How do you change the crankshaft position sensor on a 91 acura integra ls?
It is an integral part of the distributor. Changing the part is as expensive as buying another distributor. Just change the distributor, that way the whole piece gets some form of warranty where as the CPS(or CAS "cranks angle sensor") is usually considered a solo electrical part and has no warranty, what so ever.
How do you tell the model of a Mercury Sable LS or GS?
I think the GS is 3.8 liter engine and the LS is 3.0, but don't quote me on that.
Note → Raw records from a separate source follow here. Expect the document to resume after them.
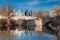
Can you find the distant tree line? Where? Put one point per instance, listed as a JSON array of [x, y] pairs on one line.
[[28, 13]]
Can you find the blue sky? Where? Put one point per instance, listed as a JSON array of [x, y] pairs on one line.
[[31, 4]]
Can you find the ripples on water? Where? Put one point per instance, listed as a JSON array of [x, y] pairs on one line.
[[24, 35]]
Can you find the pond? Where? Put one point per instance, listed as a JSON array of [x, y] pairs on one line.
[[24, 35]]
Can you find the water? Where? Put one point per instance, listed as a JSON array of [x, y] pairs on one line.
[[25, 35]]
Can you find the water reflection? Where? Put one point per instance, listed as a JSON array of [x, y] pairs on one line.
[[24, 35]]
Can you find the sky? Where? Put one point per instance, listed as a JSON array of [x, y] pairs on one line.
[[33, 5]]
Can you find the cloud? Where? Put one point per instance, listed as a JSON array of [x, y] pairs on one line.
[[49, 1], [33, 2]]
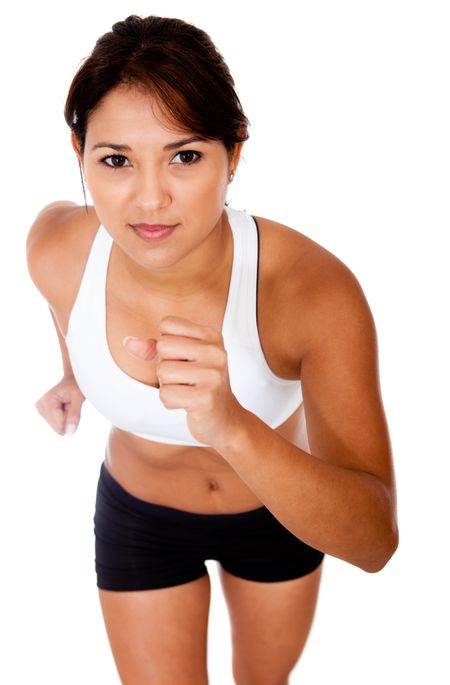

You need a LS Integra transmission diagram?
i need to find the dip stick for a transmission for 91 integra ls
Remove a transmission from an Acura Integra?
dissconnect battery. jack front of car up, drain transmission of fluid. take tires off, unbolt the spindle from upper control arm, unbolt the 32mm axle nut and pull it all the way out, remove axles (might need pry bar) and half shaft. remove starter. support bottom of transmission with jack and wood. remove bolts from transmission (should be 5) remove transmission. reverse for installation
When I drive my 1991 acura integra the engine revs up and down then stalls out?
replace the Air Idle Control Valve for starters
Where is a 95 integra fuel pump relay?
i have a 97 teg and from what acura tells me there is only one main relay, not just for the fuel pump. It's located right next to the foot rest to the left of the brake pedal.
What is Acura Integra radio unlock code?
They are all different. You need to go to an Acura dealership. I've done it on a few occasions, and they've looked up the code for me for free everytime.